Prouty examined the couple’s overall finances and goals and gave them high marks.
“These guys are the chicken soup for the financial-planner soul,” Prouty said. “It’s so nice to see people doing it right.”
Both of the Iretons have steady jobs with benefits. Michelle Ireton, 45, is a human-resource specialist at the Evans School of Public Affairs at the University of Washington. Jack Ireton, 41, is a technical writer at the Bellevue office of automation-software company Automic Software. Combined, the two earn about $152,600 a year.
They also collect $1,150 a month on a condominium they rent out near the UW, although the rental property is essentially a break-even operation.
The Iretons are carrying about $495,500 in debt because of mortgages on their home and condo, as well as about $5,500 they owe on one of their cars.
Prouty was unconcerned. She said the couple were carrying only “good debt” with fixed interest rates at less than 4 percent. The Iretons use credit cards, but they pay off the balances monthly. Their debt-to-income ratio was just under 28 percent — essentially, a picture of health, Prouty said.
The couple also have about $20,000 in various household funds, including about $10,000 in a designated emergency fund.
And the Iretons are saving for retirement. Jack Ireton saves 10 percent of his pretax pay with his employer’s 401(k) plan. Michelle Ireton contributes to her UW pension while also setting aside money in a 403(b) plan.
Nonetheless, Prouty was unequivocal over what the Iretons should do with their $400-a-month windfall: sock away the money for when they become senior citizens. “You can’t get loans for retirement,” Prouty said.
She estimates the couple will need to save $1.9 million to retire at 80 percent of their current annual income.
Prouty’s recommendation was simplified by steps the couple had taken to pay for their children’s college education. The Iretons are buying prepaid tuition credits through Washington state’s Guaranteed Education Tuition, or GET, program. They are well on their way to accumulating enough tuition credits for both of their boys.
Prouty also advised the Iretons to increase their designated emergency fund to $25,000 from $10,000. If one of the Iretons were to become unemployed, a $25,000 emergency reserve could support the family for about six months — enough time to find another source of income, she said.
The Iretons are moving ahead on Prouty’s advice.
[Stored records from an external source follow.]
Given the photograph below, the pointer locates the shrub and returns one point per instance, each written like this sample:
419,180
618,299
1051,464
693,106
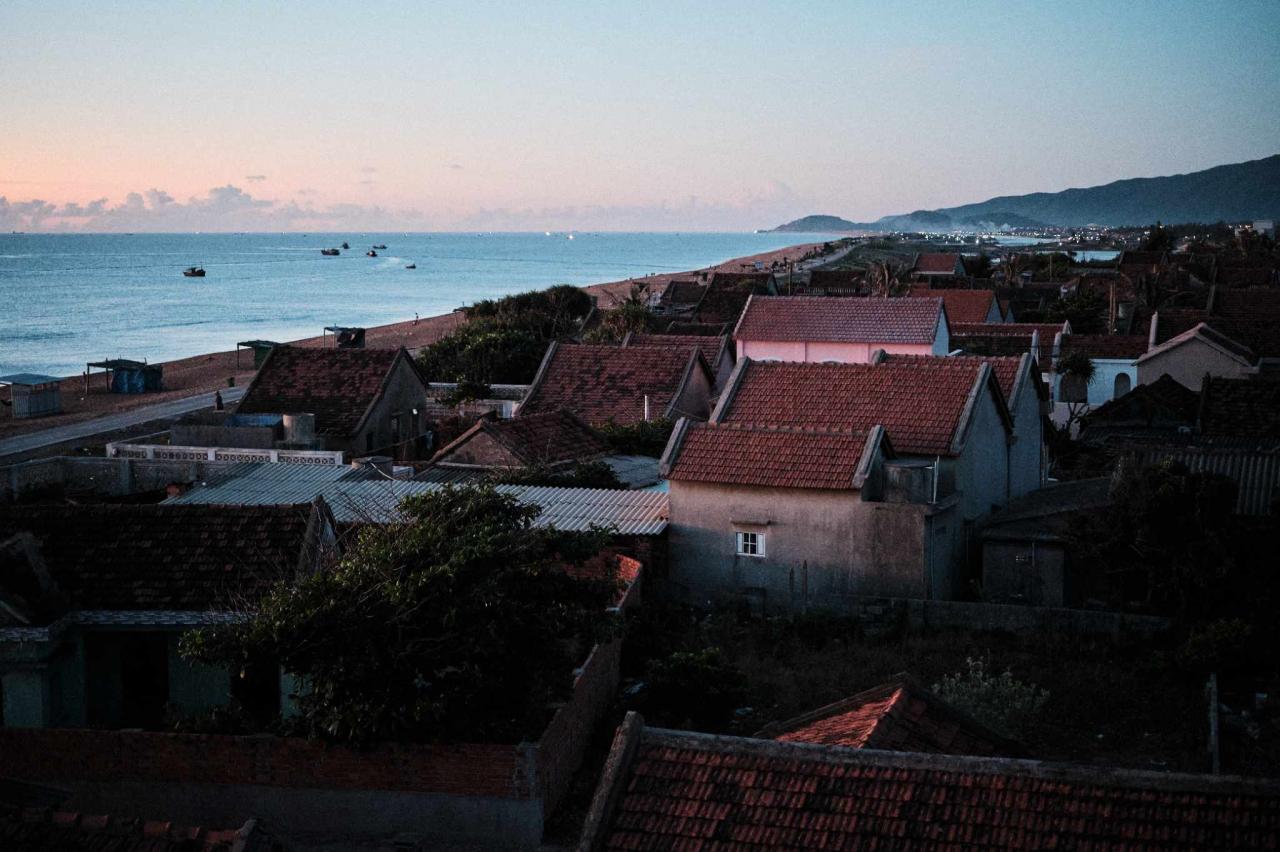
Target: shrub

They plan to pay off their $5,500 car loan by the end of next year. Ending their car payments will help the couple ratchet up the amount of money Jack Ireton contributes to his 401(k) to 15 percent by 2016.
They are comfortable investing more in their own retirement instead of their children’s education, largely because the family has accumulated hundreds of GET credits. Besides, their children will have additional options when the time comes, such as scholarships and loans.
Michelle Ireton peers into the family’s financial future and sees uncertainty in the form of such things as inflation and taxes. But, she added, “it’s good to know what we should be working toward.”
“Pending a zombie apocalypse,” she said, “I think we’ll be OK.”
George Erb is a Seattle-based freelancer.